Eine Beleidigung wird erst durch eine ganz spezifische Reaktion des sich angesprochen Fühlenden eine Beleidigung. Wann reagiere ich beleidigt? Wenn mein Selbstwertgefühl klein und dürftig ist, wenn ich Angst habe, wenn ich mich unter Druck und unsicher fühle. Wenn ich weiß, dass der andere Recht hat. Außerdem noch ein paar Gründe mehr.

Jetzt zu den Diktatoren und Diktaturen. Drei Bandmitglieder von Pussy Riot wurden am 17.8.2012 zu zwei Jahren Straflager verurteilt, weil sie Herrn Putin und die orthodoxe Kirche bzw. deren Anhänger beleidigt hätten. Warum war es eine Beleidigung? Siehe oben.

Variante zwei: Herr Putin sagt zu den drei Mädels: „He ihr Gören, euren spätpubertären Quatsch könnt ihr lassen. Er beeindruckt mich nicht besonders.“ Dann schickt er sie zurück an den Herd.

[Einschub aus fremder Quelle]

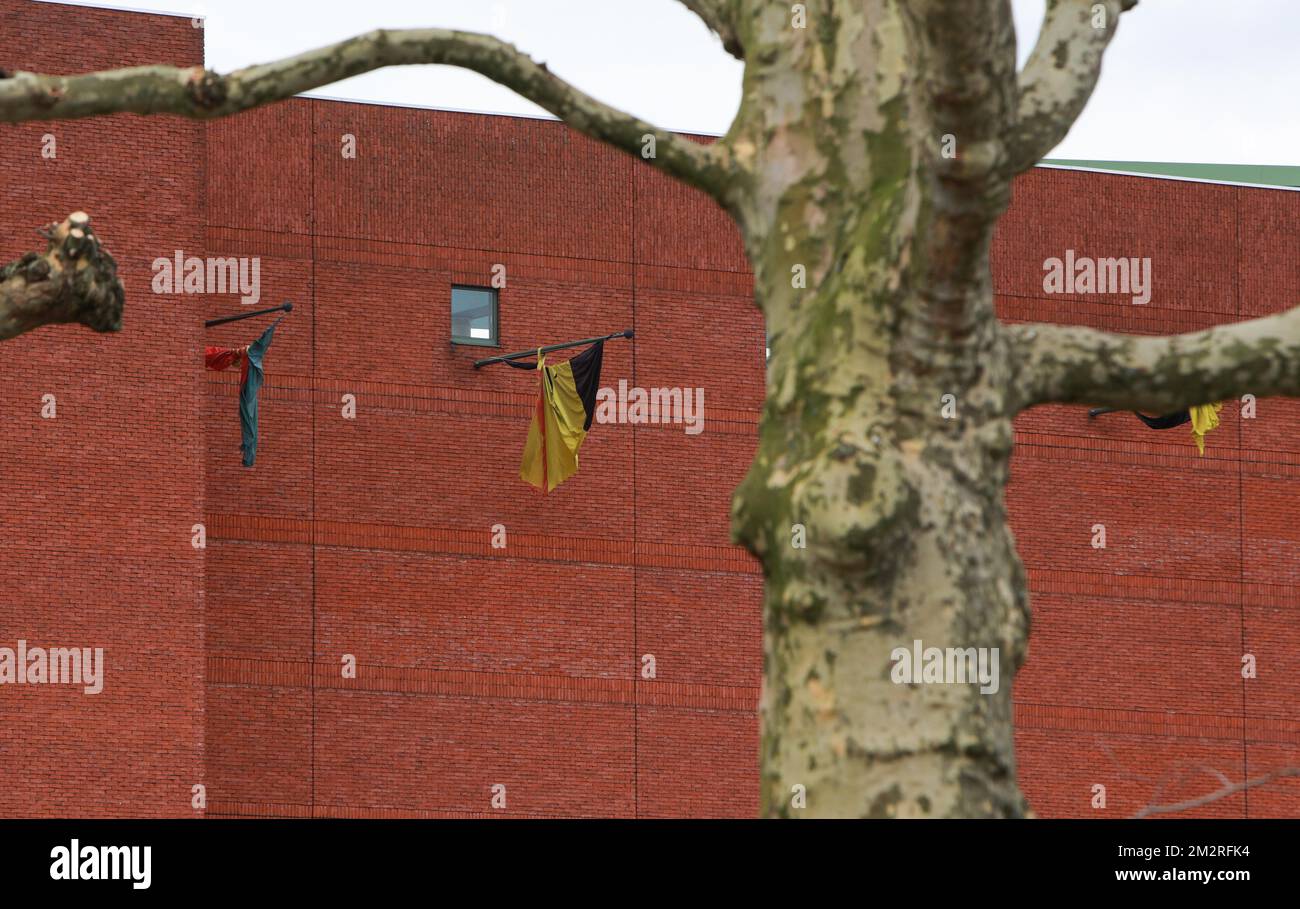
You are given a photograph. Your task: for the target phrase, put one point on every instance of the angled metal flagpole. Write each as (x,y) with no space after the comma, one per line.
(286,306)
(521,354)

Variante drei: Er reagiert gar nicht. Er ignoriert total. Frei nach dem Motto: „War da was? Ich habe nichts gehört.“

Aber das hat er alles nicht gemacht. Warum? Weil er in Wahrheit schwach ist? Mit dem Urteil hat er die Aktion der drei Frauen überhaupt erst zu dem gemacht, was – wenn überhaupt – etwas Verurteilenswertes werden konnte. Vorher waren die 30 bis 40 Sekunden einfach nur eine ziemlich undifferenzierte Aktion. Aber der ganze Vorgang hat die drei Frauen zu Sozialhelden geadelt, macht sie geschichtlich wichtig, lässt Millionen von Menschen darüber schreiben und sprechen, veranlasst Politiker zu Statements und Appellen. Wer von diesen allen hat jemals nur einen Takt der Musik von Pussy Riots gehört? Ich nicht. Ich weiß nicht einmal, ob ich deren Musik interessant finden würde – oder vielleicht auch nur etwas undifferenziert.

Herr Putin und seine Helfer haben sich als Schwache geoutet, indem sie Stärke zeigen. Ein wunderbares Paradox.

Hausaufgabe: Du bittest einen guten Freund, dich zu beleidigen. Also es zu versuchen. Aus Experimentiergründen antwortest Du gemäß Variante eins (siehe oben).

Danach spielst du mindestes drei weitere Varianten durch, die dir verdeutlichen, wie eine angstfreie, lockere Antwort wirken könnte. Suche dir einen ruhigen Platz und sinne über deine Erfahrungen nach.

Es gibt noch mehr Staaten auf dieser Welt, die mit ihren Stärkedemonstrationen namens Zensur nichts anderes beweisen als ihre Angst vor der eigenen Bevölkerung, vor den Menschen, die sich des Wortes bedienen und der Sprache.